Greatly aiding his cause throughout a season which has garnered nationwide attention are the efforts of his two favorite targets—Brady Pierce (19 receptions. 416 yards, 7 TDs) and Caleb Jolley (19 rec., 279 yards, 4 TDs). Junior running back Brandon King (523 rushing yards, 2 TDs) rounds out a potent Summit offense averaging nearly 34 points per game.

They will need to be firing on all cylinders against a red hot Oak Ridge squad playing its first championship game since 2005.

“They held their opponent last week to nothing,” points out Coleman of the Wildcats 14-0, win over South-Doyle in the school’s bid to bring home its first championship since 1991. “If you’re going to do that in the semifinal that’s saying something, They have a very good defense, you can tell by that by previous film and previous scores.

“Schematically something things will have to change. We’re going to do some things different without giving anything away.”

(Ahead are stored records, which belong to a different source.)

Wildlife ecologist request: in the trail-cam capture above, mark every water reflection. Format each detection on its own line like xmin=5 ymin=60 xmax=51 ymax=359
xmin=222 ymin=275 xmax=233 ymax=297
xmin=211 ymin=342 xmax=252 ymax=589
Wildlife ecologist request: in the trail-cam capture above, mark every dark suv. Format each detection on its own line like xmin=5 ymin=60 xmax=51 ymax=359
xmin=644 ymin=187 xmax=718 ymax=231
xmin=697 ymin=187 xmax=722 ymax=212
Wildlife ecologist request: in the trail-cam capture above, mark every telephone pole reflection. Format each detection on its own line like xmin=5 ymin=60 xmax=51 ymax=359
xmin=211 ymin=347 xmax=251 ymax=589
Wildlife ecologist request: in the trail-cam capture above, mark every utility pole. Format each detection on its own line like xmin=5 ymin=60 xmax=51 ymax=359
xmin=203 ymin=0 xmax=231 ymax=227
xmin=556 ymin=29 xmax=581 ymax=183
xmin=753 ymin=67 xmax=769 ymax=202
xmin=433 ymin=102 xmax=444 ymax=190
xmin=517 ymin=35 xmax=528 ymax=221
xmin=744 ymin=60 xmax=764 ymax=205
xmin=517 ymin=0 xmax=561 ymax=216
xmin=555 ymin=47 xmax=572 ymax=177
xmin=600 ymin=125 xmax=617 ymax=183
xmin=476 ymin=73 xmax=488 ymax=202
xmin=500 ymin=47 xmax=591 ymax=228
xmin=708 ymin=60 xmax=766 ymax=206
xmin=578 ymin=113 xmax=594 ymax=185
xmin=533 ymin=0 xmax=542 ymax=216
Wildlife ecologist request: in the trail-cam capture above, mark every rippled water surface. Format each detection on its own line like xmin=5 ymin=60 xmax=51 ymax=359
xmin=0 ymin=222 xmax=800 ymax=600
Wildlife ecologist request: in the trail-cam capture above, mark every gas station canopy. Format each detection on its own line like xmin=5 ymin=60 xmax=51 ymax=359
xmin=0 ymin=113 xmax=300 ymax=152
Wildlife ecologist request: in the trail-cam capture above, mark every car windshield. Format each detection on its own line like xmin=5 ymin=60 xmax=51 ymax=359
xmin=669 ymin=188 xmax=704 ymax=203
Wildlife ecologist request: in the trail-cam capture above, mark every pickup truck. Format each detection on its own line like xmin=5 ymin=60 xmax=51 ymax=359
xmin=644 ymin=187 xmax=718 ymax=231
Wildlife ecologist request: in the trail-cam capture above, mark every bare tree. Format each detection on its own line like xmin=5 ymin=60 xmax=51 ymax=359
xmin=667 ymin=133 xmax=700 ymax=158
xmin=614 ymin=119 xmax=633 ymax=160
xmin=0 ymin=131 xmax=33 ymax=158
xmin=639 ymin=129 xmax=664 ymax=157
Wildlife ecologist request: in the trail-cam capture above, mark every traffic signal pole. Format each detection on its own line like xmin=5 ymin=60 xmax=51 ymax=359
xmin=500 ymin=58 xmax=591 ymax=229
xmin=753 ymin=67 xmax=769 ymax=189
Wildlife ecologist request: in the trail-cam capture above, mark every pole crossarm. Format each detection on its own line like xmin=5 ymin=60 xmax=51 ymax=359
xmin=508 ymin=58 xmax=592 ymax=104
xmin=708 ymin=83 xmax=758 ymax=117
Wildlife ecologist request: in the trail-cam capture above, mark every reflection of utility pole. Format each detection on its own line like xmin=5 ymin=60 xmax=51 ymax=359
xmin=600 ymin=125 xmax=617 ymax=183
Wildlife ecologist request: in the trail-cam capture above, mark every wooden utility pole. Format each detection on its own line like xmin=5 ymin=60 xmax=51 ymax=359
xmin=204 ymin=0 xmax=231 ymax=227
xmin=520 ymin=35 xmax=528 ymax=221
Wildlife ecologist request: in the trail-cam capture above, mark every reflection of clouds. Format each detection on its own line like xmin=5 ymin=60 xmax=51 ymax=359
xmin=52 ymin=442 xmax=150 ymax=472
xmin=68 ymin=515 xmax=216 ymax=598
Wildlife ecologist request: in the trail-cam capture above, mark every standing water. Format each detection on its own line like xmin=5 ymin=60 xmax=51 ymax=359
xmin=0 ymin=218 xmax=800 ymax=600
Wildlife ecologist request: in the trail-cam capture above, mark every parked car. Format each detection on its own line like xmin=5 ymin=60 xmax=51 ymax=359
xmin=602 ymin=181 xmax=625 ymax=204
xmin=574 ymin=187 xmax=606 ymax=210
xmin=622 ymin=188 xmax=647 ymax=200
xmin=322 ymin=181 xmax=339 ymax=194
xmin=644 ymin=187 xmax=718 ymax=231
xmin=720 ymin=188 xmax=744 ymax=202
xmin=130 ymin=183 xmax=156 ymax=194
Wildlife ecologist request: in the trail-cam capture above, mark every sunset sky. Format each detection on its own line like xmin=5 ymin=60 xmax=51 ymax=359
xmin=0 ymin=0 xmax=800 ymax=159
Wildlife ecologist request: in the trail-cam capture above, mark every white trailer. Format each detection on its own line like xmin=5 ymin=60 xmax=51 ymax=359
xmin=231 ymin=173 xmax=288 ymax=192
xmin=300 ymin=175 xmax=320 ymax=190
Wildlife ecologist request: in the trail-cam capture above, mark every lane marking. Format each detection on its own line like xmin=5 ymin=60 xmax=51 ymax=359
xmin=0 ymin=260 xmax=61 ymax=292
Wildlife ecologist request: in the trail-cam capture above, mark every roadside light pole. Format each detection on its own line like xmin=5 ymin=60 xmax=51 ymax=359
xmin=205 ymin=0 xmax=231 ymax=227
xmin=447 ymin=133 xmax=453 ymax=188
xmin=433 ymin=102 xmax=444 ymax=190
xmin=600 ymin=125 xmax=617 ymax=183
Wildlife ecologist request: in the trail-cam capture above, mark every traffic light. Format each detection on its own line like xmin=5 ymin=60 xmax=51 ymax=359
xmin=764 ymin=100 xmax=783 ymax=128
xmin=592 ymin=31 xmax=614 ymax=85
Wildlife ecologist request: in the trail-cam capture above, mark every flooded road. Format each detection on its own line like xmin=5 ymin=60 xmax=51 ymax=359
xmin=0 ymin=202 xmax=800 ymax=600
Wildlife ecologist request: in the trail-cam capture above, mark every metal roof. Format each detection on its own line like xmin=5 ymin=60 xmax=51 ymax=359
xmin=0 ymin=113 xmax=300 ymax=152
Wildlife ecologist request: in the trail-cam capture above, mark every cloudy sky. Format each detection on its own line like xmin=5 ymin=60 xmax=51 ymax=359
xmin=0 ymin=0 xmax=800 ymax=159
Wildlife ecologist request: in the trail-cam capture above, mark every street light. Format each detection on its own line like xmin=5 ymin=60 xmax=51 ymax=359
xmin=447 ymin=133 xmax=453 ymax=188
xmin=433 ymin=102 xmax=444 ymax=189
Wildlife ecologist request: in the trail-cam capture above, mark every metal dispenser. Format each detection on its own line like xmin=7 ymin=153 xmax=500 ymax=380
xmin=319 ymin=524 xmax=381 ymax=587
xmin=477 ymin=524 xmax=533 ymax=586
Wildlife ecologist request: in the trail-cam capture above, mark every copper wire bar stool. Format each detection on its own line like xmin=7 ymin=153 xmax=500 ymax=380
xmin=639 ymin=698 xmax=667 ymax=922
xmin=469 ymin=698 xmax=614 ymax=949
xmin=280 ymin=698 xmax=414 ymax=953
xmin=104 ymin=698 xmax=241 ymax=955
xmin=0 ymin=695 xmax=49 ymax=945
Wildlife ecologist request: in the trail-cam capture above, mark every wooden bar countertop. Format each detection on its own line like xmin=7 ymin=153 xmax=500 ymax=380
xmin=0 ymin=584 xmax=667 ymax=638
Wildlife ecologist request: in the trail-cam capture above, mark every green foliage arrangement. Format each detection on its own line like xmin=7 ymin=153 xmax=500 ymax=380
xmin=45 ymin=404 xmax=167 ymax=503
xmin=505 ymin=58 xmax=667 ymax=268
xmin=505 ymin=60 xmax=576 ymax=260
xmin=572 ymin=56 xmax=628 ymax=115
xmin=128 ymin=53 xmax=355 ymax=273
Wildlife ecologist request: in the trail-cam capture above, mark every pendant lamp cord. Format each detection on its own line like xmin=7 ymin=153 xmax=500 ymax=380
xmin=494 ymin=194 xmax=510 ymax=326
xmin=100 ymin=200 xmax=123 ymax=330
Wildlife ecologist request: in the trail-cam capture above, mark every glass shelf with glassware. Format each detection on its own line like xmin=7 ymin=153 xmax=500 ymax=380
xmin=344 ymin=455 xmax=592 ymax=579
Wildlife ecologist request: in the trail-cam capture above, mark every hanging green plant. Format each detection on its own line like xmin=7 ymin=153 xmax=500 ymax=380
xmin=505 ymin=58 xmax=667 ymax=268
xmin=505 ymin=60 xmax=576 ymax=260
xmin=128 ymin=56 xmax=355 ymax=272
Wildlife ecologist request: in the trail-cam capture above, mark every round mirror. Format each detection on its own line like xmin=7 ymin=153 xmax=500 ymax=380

The one thing Summit won’t do is dismiss the gift of being able to play football in December, during a pandemic-riddled year when most schools didn’t envision even taking the field. It'll also be Summit's last year in the 5A playoffs, with a move up to 6A on the way next fall. 

“You get to the playoffs and worry about being at full strength,” theorizes Coleman, whose squad has been fortunate to this point in the playoffs. “It’s hard enough to win a playoff game when you are at full strength. That’s another worry. I know all of the coaches are worried about that.

“It’s extra special for the teams who’ve made it this far, that’s for certain.”